Gogol, though, believed that his idiosyncratic brand of Christianity was the hope of Russia, and he believed his fictional writings would serve the purpose of reforming Russia by recovering the Russian spirit. His stories are religious allegories but of an odd sort that befits their odd author.

He populated his stories with grotesque, battered, embattled individuals. They live alone in nondescript tenement houses, scurry to work and scurry home, and are generally chewed up by the machine of Russian life, especially life in Petersburg. In his most famous story, The Overcoat , the principal character is Akaky Akakievich, whose name and story are derived from the story of a hermit, St. Acacius. Akaky has saved and scraped to buy himself a new overcoat, which will make him acceptable in good society and gives him new confidence. The coat gets stolen, and Akaky goes to an official at the police station, an “Important Personage,” who scolds him so harshly that he goes off and dies. But he gets his revenge; Akaky comes back as a ghost who stalks the Important Personage until he is able to steal his overcoat. (“We all came out from Gogol’s overcoat,” Dostoevsky once quipped.)

These pathetic stories and pathetic characters are pointing to a positive value, the Orthodox ideal of sobornost , roughly equivalent to “communion.” The concept had been developed in the 1830s and 40s by the theologian Aleksei Khomiakov. The word comes from a Russian word meaning “assembly” and “cathedral,” and points to the vision of a spiritual community that is not dominated by the state and is not a merely institutional structure. It is a communion and a community, and Gogol depicts the wretched lives of these urban clerks and accountants. What they are missing, what Russia is missing, is sobornost .

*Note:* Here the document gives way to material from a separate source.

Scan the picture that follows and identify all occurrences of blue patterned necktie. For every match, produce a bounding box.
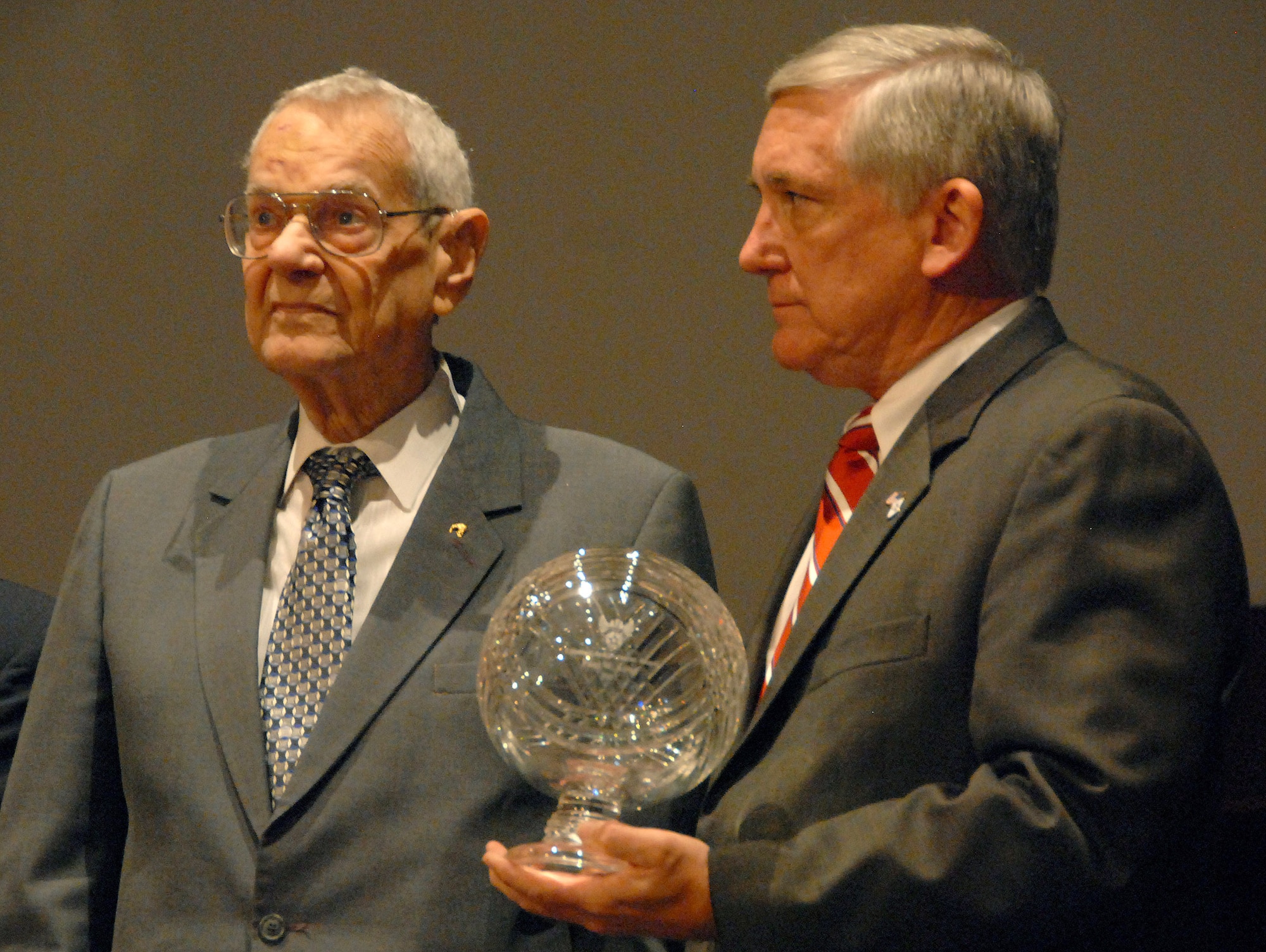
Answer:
[260,446,379,803]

Gogol’s magnum opus was to be Dead Souls. He planned three volumes, which he imagined to be a “poem” similar to the three parts of Dante’s Divine Comedy . Only the first was published, and Gogol burned the second. The finished part on Chichikov, a swindler who travels the country purchasing the papers of dead serfs. He intends to use the papers as collateral to leverage his own purchase of an estate. The owner of the serfs has an incentive to sell of his dead souls; if his serfs have died since the last census, then he will be charged for them in the poll tax. Chichikov promises to take the serf off the owner’s hands and pay the tax, but then he will use the serfs’ papers as evidence that he can afford a loan.

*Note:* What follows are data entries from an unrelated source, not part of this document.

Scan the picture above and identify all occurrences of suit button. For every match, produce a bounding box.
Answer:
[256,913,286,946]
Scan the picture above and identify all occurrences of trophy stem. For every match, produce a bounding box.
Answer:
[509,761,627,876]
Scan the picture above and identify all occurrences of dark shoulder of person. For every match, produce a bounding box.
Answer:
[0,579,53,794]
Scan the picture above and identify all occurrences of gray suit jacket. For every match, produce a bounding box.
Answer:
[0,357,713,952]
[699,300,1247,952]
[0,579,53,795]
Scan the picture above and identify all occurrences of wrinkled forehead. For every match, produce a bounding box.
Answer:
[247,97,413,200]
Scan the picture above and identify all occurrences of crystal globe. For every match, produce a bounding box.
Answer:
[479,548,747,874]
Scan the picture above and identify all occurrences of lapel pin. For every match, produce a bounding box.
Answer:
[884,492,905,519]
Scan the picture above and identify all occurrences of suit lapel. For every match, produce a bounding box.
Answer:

As it stands, Dead Souls ends with a question posed to Russia, which is pictured as a rushing troika: “And you, Russia of mine—are not you also speeding like a troika which nought can overtake? Is not the road smoking beneath your wheels, and the bridges thundering as you cross them, and everything being left in the rear, and the spectators, struck with the portent, halting to wonder whether you be not a thunderbolt launched from heaven? What does that awe-inspiring progress of yours foretell? What is the unknown force which lies within your mysterious steeds? Surely the winds themselves must abide in their manes, and every vein in their bodies be an ear stretched to catch the celestial message which bids them, with iron-girded breasts, and hooves which barely touch the earth as they gallop, fly forward on a mission of God? Whither, then, are you speeding, O Russia of mine? Whither? Answer me! But no answer comes—only the weird sound of your collar-bells. Rent into a thousand shreds, the air roars past you, for you are overtaking the whole world, and shall one day force all nations, all empires to stand aside, to give you way!”

In subsequent parts of the poem, Gogol was going to bring Chichikov through a conversion and attempt to depict a true Russian communion of souls, the embodiment of true sobornost . Neither Chichikov, nor, sadly, Russia, realized Gogol’s dream.